It is hard to continue living with uncertainty. I know there’s no return to normalcy, rather the creation of a new normal. How new it will be is puzzling.
With regard to health, surely we will continue wearing face masks and practicing social distancing until there is a vaccine and widespread antibody testing. Just as certain is the ongoing struggle to convince people to act responsibly and trust data they don’t really understand.
The economy will be different. More people will work from home as a health precaution, but also as businesses see value in reducing overhead. Is Laura’s employer going to compensate her for the drain on our wi-fi? Right now, it’s a sacrifice we absorb because we are grateful for her job.
We will definitely continue to shop curbside as much as possible for the foreseeable future.
I went into our favorite pizza shop twice over the past month. The first time, they had FOX News blaring. I reached out to explain how that harms me and they agreed to stick with local news. Great.
On my second trip, the governor’s orders about masking was in place. The pizzeria staff were mask free and not wearing gloves, 75% of the customers did not wear masks, no social distancing, no hand sanitizer, no nothing.
I reached out again. This time the response was terse – call the store to ask if they on masks.
We now have a new favorite Northside pizza shop. They have no TV and lots of masks.
Part of our new normal will be incessant confrontations like this. Setting our boundaries. Creating our “Plan B’s” when other folx choices threaten our boundaries. Having to keep asking people to give us our space, space we literally need for our health and peace of mind.
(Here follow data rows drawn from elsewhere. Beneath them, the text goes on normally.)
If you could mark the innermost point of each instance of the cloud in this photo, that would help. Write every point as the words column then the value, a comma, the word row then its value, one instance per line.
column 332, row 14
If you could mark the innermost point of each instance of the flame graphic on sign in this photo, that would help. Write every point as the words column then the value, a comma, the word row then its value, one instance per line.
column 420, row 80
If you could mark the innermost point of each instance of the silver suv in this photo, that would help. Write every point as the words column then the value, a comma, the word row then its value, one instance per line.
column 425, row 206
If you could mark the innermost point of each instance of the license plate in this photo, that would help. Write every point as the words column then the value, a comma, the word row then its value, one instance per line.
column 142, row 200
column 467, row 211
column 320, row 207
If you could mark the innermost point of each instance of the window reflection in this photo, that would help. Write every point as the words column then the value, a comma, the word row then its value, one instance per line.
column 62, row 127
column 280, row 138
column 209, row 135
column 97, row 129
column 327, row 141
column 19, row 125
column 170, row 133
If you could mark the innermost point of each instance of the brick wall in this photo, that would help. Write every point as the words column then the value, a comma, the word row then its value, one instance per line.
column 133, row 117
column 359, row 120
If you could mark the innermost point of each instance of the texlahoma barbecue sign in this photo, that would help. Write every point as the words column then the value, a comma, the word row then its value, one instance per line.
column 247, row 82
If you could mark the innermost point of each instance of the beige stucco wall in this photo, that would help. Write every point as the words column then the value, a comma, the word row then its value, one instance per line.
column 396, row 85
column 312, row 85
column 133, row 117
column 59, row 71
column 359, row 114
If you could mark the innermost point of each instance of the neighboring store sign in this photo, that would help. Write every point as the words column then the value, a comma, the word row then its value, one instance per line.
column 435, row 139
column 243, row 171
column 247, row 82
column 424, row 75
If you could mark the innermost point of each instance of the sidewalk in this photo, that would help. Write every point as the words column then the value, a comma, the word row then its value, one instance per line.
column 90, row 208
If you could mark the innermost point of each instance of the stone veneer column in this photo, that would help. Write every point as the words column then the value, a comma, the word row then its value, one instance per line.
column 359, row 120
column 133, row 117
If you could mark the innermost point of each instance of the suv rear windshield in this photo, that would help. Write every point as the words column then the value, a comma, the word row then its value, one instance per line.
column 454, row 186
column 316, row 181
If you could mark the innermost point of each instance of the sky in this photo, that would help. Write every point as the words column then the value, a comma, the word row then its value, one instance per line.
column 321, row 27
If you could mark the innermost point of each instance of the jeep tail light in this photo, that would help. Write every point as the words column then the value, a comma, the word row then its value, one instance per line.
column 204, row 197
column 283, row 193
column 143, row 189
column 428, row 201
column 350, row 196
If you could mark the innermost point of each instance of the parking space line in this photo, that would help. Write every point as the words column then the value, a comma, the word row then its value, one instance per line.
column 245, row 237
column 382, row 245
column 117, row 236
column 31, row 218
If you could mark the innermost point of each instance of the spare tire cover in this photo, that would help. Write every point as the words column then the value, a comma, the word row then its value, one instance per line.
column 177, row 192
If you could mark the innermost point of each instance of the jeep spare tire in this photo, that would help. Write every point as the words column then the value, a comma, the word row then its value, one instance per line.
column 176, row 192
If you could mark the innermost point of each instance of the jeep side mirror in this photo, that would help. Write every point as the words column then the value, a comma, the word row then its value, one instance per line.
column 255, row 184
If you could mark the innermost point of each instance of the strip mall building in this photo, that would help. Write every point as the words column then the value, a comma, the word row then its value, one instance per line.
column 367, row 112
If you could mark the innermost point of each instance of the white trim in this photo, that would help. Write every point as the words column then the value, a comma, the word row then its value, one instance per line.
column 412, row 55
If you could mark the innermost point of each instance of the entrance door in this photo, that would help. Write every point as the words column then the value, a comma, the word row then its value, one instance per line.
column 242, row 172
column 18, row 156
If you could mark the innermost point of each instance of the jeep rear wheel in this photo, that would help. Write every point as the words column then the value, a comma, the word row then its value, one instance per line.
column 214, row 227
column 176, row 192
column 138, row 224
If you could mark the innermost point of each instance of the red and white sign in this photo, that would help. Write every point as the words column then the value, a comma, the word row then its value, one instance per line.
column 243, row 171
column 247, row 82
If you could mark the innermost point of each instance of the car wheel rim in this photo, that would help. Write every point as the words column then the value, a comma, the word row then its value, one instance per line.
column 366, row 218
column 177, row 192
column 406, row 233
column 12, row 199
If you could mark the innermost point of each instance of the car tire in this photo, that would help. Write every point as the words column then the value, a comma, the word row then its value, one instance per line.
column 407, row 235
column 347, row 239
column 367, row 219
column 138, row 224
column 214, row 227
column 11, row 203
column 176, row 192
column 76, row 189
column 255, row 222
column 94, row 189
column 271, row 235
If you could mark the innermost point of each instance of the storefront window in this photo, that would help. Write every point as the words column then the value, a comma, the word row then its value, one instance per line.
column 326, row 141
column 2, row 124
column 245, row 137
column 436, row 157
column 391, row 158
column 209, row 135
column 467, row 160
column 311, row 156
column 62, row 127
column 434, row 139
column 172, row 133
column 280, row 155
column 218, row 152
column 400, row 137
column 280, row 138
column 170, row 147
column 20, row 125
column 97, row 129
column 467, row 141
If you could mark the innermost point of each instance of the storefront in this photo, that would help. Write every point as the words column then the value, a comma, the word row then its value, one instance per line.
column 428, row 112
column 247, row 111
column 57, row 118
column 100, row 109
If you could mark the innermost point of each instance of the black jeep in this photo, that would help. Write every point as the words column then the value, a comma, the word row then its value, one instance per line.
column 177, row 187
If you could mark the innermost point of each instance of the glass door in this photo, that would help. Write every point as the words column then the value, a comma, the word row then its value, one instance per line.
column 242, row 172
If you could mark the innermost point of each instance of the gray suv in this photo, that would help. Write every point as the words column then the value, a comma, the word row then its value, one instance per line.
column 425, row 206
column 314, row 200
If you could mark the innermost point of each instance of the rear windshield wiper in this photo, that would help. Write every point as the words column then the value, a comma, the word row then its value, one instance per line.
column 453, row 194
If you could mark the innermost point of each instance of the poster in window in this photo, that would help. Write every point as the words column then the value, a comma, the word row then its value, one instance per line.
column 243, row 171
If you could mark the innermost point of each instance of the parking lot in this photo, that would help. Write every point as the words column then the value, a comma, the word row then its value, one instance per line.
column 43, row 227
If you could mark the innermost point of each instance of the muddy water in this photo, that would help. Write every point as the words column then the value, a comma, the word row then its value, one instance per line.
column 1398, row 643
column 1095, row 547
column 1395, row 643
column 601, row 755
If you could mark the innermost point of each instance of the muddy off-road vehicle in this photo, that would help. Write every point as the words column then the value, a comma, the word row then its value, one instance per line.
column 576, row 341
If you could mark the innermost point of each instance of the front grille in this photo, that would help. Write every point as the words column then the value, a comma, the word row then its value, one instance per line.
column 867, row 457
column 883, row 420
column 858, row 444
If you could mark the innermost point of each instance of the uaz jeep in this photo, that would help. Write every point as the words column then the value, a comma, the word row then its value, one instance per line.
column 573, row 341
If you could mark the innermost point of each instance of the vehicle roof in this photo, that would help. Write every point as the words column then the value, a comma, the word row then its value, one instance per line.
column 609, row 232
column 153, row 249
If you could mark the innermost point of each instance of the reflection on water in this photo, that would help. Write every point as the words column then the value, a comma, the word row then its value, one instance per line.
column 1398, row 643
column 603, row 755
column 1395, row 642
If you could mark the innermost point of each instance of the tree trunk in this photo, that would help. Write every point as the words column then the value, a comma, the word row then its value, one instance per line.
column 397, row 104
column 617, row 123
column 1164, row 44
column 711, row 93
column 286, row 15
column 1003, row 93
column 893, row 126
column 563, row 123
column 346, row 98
The new normal will bring along old familiar trauma and flaws grounded in racism, especially anti-Blackness, sexism, and poverty. The faults and cracks in the foundation of our society will be more evident and create more pressure to blow up the whole thing. Hand in hand will be the all-American desire to look away, deny, rationalize, cover-up, and obfuscate.
It’s an opportunity to do better, to be better. I’m skeptical and hopeful.
That tension isn’t really a new normal. Will Black lives matter? Will we believe women? Will we acknowledge our shared humanity? Will be unlock the cages? Will we stop the gun industry? Will we acknowledge the traumas of our past and make amends?
If the fixation of a new normal is simply the masks we wear on our faces, then there’s not much new about it.